1) Check the mating surfaces of the head and manifold for imperfections - if you can feel them, they're significant. Correct by draw filing (look it up if you need to - it's a useful thing to know...)
2) When you install the gasket next time, apply a thin (~1/16") even coat of RTV copper (nothing else - the red won't last...) to both sides of the gasket. Install gasket, install manifolds, install screws finger tight only. Go have a sammich and a cuppa - give it about a half-hour to start setting up. Maybe an hour. Come back, and torque to spec (start at top centre, clockwise spiral outwards, 19-21 pound-feet of torque.) Better to do to 10 pound-feet then to 19-21, since that will help the RTV "squidge" (technical term there!) into any remaning imperfections and such.
The RTV copper really is "copper-bearing silicone," and I use it on exhaust gaskets all the time. The Permatex stuff is also sensor-safe - I checked. The coating of RTV will give an extra boundary layer on both sides of the gasket, and will help to fill any imperfections that allow gasses to get past the "fire ring" (crimped metal ring around exhaust ports) that is likely causing your gasket to burn out.
Also:
Replace the screws and studs. I tend to use silicon bronze, but you can also replace with carbon steel if you can't find Si-bronze. Use SAE5 instead of SAE8 - and if you have to use carbon steel, replace them every time you do the job! They get weak with heat-cycling (although SAE5 holds up to repeated heat-cycling better than SAE8 does.) If you can get Si-bronze, then you can just anneal them and reuse them - heat them to a dull red (800* or so, I believe) and drop them in water. This reverses the "hardening" of the metal that takes place in use - and metal that is hardened without being tempered gets brittle (yes, I know it sounds backwards. Trust me - we're dealing with a copper-based alloy, and not an iron-based one. Copper responds to heating and quenching in the opposite manner as iron.)
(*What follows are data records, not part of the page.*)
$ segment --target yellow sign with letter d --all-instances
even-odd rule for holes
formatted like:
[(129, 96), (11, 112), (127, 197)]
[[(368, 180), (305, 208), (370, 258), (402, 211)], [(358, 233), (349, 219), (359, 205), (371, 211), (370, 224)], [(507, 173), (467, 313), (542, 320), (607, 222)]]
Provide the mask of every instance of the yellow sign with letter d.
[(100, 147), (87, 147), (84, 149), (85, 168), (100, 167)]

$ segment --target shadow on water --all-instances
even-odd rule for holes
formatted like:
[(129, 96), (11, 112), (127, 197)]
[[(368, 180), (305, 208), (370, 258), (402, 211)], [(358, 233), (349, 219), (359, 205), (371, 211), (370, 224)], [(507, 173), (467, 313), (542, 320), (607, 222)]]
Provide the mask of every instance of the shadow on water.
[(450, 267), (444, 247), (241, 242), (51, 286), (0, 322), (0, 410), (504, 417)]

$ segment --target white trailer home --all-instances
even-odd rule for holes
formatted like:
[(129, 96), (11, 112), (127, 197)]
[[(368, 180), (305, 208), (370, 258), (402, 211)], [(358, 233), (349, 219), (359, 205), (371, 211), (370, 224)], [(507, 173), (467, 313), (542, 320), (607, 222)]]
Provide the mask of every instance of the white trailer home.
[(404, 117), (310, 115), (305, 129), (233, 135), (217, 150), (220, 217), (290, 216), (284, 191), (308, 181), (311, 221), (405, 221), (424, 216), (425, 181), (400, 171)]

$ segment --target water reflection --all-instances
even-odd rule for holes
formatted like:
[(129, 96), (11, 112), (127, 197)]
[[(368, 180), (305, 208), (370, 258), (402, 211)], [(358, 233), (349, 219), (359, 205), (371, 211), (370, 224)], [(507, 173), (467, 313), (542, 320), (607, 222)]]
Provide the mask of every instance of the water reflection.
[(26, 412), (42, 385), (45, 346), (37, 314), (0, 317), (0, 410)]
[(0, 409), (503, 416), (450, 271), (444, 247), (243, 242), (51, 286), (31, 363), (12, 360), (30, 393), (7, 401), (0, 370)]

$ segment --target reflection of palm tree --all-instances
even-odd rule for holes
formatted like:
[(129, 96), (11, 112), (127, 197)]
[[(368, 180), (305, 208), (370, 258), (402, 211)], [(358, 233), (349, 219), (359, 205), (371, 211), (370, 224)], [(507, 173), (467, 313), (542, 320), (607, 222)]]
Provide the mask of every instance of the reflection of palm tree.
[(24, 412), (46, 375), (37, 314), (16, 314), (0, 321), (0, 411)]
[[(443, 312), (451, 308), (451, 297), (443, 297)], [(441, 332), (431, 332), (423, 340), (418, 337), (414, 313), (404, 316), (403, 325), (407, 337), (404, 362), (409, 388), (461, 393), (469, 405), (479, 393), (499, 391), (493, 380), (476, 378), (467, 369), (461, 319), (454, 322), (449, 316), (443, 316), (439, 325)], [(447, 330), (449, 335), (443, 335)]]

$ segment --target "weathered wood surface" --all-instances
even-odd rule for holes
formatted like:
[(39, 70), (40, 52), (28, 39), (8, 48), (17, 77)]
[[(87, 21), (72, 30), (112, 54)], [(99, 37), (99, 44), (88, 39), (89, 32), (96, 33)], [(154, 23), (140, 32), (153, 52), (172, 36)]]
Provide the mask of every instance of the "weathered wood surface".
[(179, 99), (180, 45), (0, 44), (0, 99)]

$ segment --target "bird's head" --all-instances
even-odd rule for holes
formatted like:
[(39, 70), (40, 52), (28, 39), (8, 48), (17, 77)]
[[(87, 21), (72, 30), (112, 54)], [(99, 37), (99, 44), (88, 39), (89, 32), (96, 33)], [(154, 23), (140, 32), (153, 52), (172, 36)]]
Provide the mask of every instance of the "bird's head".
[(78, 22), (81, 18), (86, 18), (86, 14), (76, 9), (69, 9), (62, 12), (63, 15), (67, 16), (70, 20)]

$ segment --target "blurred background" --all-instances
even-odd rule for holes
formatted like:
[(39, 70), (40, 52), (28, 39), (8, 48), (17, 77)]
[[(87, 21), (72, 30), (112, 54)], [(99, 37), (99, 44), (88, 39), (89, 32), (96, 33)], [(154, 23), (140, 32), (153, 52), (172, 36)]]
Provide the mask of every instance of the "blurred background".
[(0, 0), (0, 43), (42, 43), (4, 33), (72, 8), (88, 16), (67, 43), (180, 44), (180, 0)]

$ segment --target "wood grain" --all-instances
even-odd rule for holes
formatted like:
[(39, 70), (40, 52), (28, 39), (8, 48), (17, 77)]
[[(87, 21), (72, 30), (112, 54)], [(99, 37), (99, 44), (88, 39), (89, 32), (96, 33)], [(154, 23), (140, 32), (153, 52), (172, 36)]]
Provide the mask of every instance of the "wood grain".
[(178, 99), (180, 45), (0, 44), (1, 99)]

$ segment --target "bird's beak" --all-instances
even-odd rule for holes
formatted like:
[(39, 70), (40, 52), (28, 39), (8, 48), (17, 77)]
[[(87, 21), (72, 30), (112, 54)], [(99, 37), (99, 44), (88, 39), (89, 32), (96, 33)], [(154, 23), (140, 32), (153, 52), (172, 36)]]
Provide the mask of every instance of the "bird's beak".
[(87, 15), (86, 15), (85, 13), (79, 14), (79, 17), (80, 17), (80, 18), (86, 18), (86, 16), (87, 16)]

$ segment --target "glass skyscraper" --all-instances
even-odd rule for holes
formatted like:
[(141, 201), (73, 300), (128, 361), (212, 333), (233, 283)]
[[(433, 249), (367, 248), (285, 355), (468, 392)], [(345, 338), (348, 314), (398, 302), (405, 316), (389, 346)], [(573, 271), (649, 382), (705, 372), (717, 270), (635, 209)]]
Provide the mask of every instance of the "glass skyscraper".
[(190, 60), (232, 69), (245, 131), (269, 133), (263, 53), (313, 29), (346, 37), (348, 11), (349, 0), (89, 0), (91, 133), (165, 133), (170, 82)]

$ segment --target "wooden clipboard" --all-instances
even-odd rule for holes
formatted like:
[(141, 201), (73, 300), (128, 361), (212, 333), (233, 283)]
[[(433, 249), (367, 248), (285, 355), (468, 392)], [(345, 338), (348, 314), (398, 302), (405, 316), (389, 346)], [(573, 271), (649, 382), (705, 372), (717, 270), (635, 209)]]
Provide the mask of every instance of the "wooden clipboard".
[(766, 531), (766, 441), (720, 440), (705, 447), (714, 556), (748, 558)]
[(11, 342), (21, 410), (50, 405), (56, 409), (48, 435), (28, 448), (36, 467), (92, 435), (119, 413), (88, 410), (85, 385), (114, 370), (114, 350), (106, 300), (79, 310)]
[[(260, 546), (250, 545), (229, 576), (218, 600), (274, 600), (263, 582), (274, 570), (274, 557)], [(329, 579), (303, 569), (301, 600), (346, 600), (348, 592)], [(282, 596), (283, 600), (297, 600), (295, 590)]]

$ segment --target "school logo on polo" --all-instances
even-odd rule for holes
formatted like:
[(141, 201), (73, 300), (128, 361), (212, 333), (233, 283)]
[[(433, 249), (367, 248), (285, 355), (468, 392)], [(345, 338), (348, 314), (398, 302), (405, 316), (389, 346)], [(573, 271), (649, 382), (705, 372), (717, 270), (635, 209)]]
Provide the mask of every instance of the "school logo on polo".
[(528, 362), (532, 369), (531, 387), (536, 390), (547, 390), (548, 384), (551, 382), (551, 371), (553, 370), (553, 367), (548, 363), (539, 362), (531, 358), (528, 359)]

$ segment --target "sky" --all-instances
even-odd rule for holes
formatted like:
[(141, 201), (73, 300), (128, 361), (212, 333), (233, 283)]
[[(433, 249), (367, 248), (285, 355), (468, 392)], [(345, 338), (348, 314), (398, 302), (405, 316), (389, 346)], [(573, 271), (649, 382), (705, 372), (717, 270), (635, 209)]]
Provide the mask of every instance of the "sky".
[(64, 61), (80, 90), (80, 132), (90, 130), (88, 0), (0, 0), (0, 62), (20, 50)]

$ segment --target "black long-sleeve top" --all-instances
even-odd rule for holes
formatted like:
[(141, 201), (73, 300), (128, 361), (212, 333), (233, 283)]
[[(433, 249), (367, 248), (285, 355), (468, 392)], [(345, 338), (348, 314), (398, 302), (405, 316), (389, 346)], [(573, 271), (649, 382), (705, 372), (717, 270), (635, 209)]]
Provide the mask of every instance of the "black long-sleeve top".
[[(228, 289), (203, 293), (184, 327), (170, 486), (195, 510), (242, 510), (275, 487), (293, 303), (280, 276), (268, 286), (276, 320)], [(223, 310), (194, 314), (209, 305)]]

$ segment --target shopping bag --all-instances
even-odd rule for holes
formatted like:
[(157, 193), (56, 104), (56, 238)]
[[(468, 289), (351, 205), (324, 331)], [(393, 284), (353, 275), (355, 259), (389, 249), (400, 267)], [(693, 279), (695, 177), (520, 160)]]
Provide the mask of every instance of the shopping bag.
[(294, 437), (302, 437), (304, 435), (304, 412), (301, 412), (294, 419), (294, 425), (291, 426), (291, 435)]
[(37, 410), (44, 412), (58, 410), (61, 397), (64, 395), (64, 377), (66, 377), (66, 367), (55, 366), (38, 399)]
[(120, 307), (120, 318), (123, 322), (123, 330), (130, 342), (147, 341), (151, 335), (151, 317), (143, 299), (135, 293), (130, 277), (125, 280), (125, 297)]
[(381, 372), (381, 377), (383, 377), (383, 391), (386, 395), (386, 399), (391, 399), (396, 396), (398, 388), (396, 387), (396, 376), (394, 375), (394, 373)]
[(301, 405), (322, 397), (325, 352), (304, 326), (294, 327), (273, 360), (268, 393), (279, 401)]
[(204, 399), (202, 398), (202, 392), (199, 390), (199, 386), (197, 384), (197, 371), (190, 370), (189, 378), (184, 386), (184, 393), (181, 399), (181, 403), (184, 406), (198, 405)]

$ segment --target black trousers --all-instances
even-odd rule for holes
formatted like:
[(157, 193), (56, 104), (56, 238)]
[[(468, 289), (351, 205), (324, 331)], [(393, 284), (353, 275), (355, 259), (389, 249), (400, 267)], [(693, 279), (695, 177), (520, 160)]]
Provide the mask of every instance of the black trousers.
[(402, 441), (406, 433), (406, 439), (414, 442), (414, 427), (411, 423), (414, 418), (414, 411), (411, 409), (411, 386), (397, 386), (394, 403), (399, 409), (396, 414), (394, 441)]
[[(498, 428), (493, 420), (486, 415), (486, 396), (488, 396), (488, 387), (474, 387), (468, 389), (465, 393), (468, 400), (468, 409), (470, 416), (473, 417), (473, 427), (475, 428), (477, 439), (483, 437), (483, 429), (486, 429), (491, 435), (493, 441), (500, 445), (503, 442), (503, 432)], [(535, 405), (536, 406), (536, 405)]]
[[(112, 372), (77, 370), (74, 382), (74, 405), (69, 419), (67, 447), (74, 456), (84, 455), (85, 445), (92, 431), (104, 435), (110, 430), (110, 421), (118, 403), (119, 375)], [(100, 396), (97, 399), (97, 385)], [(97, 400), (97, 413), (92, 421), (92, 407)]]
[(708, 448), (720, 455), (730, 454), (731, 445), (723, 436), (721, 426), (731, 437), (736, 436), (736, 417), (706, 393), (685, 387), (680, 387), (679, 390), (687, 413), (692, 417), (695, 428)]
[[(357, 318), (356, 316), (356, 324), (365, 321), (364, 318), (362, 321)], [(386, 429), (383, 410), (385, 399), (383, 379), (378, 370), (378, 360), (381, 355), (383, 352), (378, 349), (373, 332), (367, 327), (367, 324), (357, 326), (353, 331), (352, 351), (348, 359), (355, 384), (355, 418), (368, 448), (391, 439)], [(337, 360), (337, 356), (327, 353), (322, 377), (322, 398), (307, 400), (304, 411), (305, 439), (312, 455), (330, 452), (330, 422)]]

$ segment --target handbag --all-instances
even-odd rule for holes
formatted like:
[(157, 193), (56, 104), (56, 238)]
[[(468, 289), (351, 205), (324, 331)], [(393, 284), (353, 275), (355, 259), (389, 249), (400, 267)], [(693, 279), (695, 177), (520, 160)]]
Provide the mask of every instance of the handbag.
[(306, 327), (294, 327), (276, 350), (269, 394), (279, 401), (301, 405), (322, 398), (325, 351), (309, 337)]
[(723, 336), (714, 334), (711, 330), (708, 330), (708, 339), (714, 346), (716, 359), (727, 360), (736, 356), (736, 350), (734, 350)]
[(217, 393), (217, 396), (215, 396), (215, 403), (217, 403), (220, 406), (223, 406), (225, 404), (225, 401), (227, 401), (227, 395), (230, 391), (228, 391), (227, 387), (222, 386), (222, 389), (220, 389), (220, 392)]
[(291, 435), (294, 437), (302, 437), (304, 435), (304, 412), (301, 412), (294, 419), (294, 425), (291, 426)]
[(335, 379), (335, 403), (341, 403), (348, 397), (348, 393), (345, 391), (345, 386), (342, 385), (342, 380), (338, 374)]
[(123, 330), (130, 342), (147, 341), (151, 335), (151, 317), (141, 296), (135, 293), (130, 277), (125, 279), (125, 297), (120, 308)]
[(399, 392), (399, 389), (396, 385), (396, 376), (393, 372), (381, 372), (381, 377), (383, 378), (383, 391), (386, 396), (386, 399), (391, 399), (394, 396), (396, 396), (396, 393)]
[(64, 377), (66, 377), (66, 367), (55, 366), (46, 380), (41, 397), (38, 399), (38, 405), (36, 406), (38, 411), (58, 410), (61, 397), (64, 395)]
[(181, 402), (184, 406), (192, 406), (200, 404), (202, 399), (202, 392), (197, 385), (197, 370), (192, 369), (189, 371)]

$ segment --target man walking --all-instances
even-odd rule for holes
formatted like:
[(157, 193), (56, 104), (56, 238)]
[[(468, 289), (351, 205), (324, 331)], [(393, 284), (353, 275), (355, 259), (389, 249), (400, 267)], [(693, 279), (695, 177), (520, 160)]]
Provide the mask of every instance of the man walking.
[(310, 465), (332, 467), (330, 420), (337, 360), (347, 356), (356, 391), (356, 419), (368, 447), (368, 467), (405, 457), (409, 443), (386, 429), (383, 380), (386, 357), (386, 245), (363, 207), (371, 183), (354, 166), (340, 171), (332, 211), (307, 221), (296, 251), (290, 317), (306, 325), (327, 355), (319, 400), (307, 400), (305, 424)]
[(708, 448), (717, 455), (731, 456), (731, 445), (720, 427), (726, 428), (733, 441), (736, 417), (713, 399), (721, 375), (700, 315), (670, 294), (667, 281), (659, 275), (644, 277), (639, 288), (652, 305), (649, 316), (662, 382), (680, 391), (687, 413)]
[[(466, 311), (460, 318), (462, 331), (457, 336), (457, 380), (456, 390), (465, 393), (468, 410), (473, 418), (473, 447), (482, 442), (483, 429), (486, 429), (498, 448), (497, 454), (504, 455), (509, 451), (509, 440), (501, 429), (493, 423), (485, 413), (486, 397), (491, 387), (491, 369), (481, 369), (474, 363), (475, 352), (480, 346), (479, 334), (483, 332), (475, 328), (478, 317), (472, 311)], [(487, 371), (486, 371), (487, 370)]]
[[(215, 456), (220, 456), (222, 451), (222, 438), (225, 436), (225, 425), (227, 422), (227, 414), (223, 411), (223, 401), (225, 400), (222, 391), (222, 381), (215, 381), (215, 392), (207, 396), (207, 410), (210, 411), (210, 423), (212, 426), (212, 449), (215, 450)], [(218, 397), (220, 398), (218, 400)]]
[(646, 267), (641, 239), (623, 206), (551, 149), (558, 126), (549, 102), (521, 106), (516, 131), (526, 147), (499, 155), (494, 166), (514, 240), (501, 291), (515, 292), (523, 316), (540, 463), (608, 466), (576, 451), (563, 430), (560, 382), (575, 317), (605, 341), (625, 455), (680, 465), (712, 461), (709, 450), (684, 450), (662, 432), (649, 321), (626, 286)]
If you put anything at all on the threads, use LocTite #272 or equivalent. No other grade of LocTite will survive the heat of "normal use," and you shouldn't need never-seez for this! (If by some chance you do decide to use never-seez, torque values are 5 pound-feet for intermediate and 10 pound-feet for final. But, you don't want that.) Why don't you want never-seez? Manifold screws work loose on their own, and don't need the help. If a manifold screw is loose enough long enough, you'll be doing the gasket job yet again! On that note, it's a good idea to check torque on those screws annually - you'll find one or two loose when you do. Don't skip the lower rear ones because they're a pain - those are usually the ones that are loose...
Make sure you retain and reuse the dish-shaped washers under the screw heads - they're there for a reason. That reason is to help keep the screws from loosening under normal use (iron expands .000006"/in/*F. Aluminum twice that. Screws that have to clamp aluminum and iron will have an uneven force under the head, that tends to unscrew the thing. The dish-shaped washers put a little "give" in the system to allow for this.) If you lose them, replace them - you can probably still get them OEM, or you can order Belleville Spring Washers from a fastener supply house. I'd probably use two under each screw head, nested together. I have yet to experiment with this idea, so I'm not sure.
If you need studs, you can cut them easily enough from threaded rod - 3/8"-16. Cut them about two inches long. Make sure to get new nuts - the OEM ones are threaded 3/8"-24 (there is a valid engineering reason for doing this sort of thing, but it doesn't apply here, as the loads are too small.) I use brass rod for new studs. Threaded rod in carbon steel is typically not treated to SAE8-equivalent strength, which is what you want. However, if you cut the studs from steel, coat the cut ends (since they won't be plated.)